А я-то думал, из последних сил пробираясь в Гран-Басу, что буду счастлив, вернувшись в мой мир. Нос лодки ударился об отмель и поднялся из воды, под нами прокатилась волна и разбилась на прибрежном песке, за ней пошла другая, рассыпалась брызгами за нами, обожгла щеки, обмыла доски нашей плоскодонки, и вот мы уже вышли на рейд, поглядывая назад — на отмель и на Африку за ней. Ну, конечно же, я счастлив, говорил я себе, отворяя дверь ванной, разглядывая настоящий ватерклозет, изучая меню за обедом, между тем как за стеклом иллюминатора уходил вдаль Кейп-Моунт, уходила вдаль Либерия — единственное место в Африке, не считая Абиссинии, где не властвует белый человек. Ну вот я болел, долго жил во власти страха, а теперь я снова здоров и снова вернулся в тот мир, к которому принадлежу.

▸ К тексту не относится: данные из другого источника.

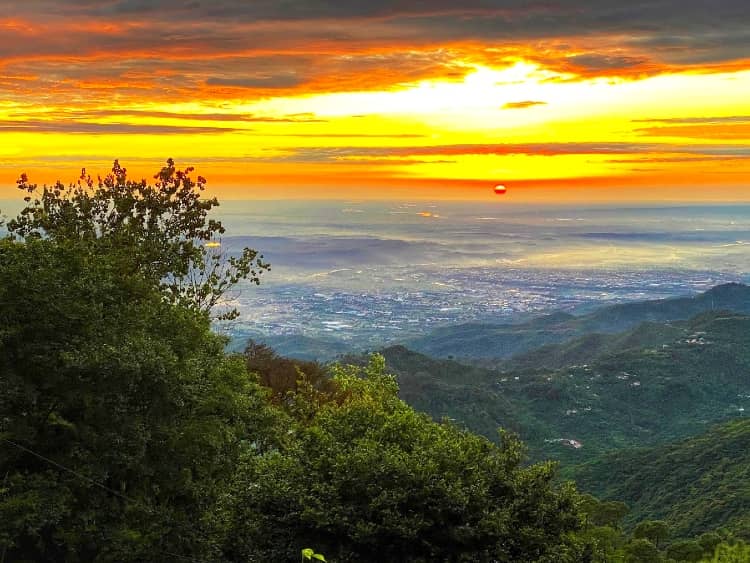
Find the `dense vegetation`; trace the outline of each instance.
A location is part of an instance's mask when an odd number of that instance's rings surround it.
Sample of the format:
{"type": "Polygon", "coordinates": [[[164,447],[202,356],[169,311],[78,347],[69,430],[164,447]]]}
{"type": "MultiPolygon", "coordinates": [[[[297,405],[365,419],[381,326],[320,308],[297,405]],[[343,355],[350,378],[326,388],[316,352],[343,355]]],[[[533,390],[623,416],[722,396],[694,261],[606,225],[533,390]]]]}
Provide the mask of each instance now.
{"type": "Polygon", "coordinates": [[[678,537],[721,527],[750,539],[750,420],[657,448],[623,450],[575,468],[582,488],[625,501],[625,522],[668,523],[678,537]]]}
{"type": "Polygon", "coordinates": [[[587,348],[590,338],[541,349],[538,367],[529,354],[502,370],[403,347],[383,354],[415,408],[490,438],[497,427],[516,431],[536,459],[581,463],[617,448],[665,443],[750,408],[750,317],[717,311],[645,323],[596,337],[598,346],[587,348]],[[559,367],[570,358],[585,362],[559,367]]]}
{"type": "Polygon", "coordinates": [[[601,560],[551,464],[416,413],[377,356],[324,377],[226,355],[216,306],[268,265],[205,244],[223,228],[203,179],[171,161],[155,179],[115,163],[96,184],[19,182],[0,241],[0,560],[601,560]]]}
{"type": "Polygon", "coordinates": [[[705,532],[680,539],[663,520],[642,520],[625,532],[621,526],[628,507],[619,501],[585,496],[586,523],[579,538],[595,547],[595,559],[607,563],[744,563],[750,547],[730,532],[705,532]]]}

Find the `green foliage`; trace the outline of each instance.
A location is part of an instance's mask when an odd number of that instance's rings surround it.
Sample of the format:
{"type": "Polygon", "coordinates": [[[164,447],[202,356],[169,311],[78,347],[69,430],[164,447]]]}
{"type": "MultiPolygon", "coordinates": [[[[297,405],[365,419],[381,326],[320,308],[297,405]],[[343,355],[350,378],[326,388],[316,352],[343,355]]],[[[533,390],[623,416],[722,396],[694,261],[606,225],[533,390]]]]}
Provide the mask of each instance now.
{"type": "Polygon", "coordinates": [[[704,532],[698,537],[698,543],[701,545],[703,553],[713,554],[721,541],[722,537],[716,532],[704,532]]]}
{"type": "MultiPolygon", "coordinates": [[[[151,185],[129,180],[115,161],[112,172],[97,182],[84,169],[76,184],[58,182],[41,189],[24,174],[18,187],[27,205],[8,223],[8,231],[21,240],[83,243],[116,257],[121,273],[138,272],[159,283],[173,301],[209,312],[241,279],[260,283],[269,265],[249,248],[239,256],[225,256],[204,244],[215,244],[224,227],[208,218],[219,202],[201,197],[206,179],[193,180],[192,171],[177,169],[170,158],[151,185]]],[[[220,316],[236,314],[229,310],[220,316]]]]}
{"type": "Polygon", "coordinates": [[[633,529],[634,538],[645,538],[656,547],[659,547],[669,534],[669,526],[663,520],[644,520],[633,529]]]}
{"type": "Polygon", "coordinates": [[[578,538],[591,546],[591,561],[620,562],[627,538],[620,529],[620,520],[628,508],[619,502],[601,502],[591,495],[580,495],[579,507],[584,516],[578,538]]]}
{"type": "MultiPolygon", "coordinates": [[[[750,420],[736,420],[666,446],[623,450],[578,467],[581,488],[631,507],[626,523],[665,520],[675,537],[726,527],[750,534],[750,420]]],[[[709,553],[718,535],[701,543],[709,553]]]]}
{"type": "Polygon", "coordinates": [[[333,378],[328,394],[300,392],[283,448],[245,460],[234,559],[287,560],[314,543],[338,561],[579,560],[576,495],[550,464],[524,468],[511,436],[497,446],[416,413],[382,357],[333,378]]]}
{"type": "Polygon", "coordinates": [[[625,563],[660,563],[661,553],[645,538],[634,539],[625,547],[625,563]]]}
{"type": "Polygon", "coordinates": [[[697,562],[703,559],[703,547],[695,540],[682,540],[667,547],[665,555],[667,559],[680,563],[697,562]]]}
{"type": "Polygon", "coordinates": [[[750,546],[744,542],[722,543],[716,547],[714,556],[702,563],[747,563],[750,561],[750,546]]]}
{"type": "Polygon", "coordinates": [[[0,241],[8,561],[217,558],[238,460],[275,441],[280,414],[204,307],[168,298],[215,227],[172,174],[137,197],[124,171],[93,196],[45,189],[0,241]]]}
{"type": "Polygon", "coordinates": [[[325,562],[326,558],[320,553],[315,553],[315,550],[309,547],[306,547],[305,549],[303,549],[302,561],[313,561],[313,560],[325,562]]]}
{"type": "Polygon", "coordinates": [[[600,501],[591,495],[581,495],[581,509],[586,514],[587,522],[594,526],[617,528],[628,513],[629,508],[623,502],[600,501]]]}
{"type": "Polygon", "coordinates": [[[655,330],[641,326],[621,337],[669,344],[608,351],[561,369],[495,371],[403,347],[383,353],[399,377],[402,397],[415,408],[436,419],[453,418],[489,438],[498,426],[513,430],[532,459],[558,459],[565,472],[567,464],[606,451],[673,441],[742,415],[750,317],[706,313],[665,326],[662,340],[653,336],[655,330]],[[583,447],[571,448],[561,438],[583,447]]]}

Но что поразило меня в Африке, так это то, что она ни секунды не казалась мне чужой. Гибралтар и Танжер — эти протянутые друг к другу и только что разомкнувшиеся руки — теперь больше, чем когда бы то ни было, символизируют противоестественный разрыв. «Душа черного мира» близка нам всем. Ведь всегда была потребность вернуться назад и начать сначала. Ее испытывали и Мунго Парк, и Ливингстон, и Стенли, и Рембо, и Конрад. Писатели Рембо и Конрад сознавали, чего они ищут, а вот исследователи вряд ли понимали, какая магия полонила их и приковала к Африке, несмотря на грязь, болезни и варварство.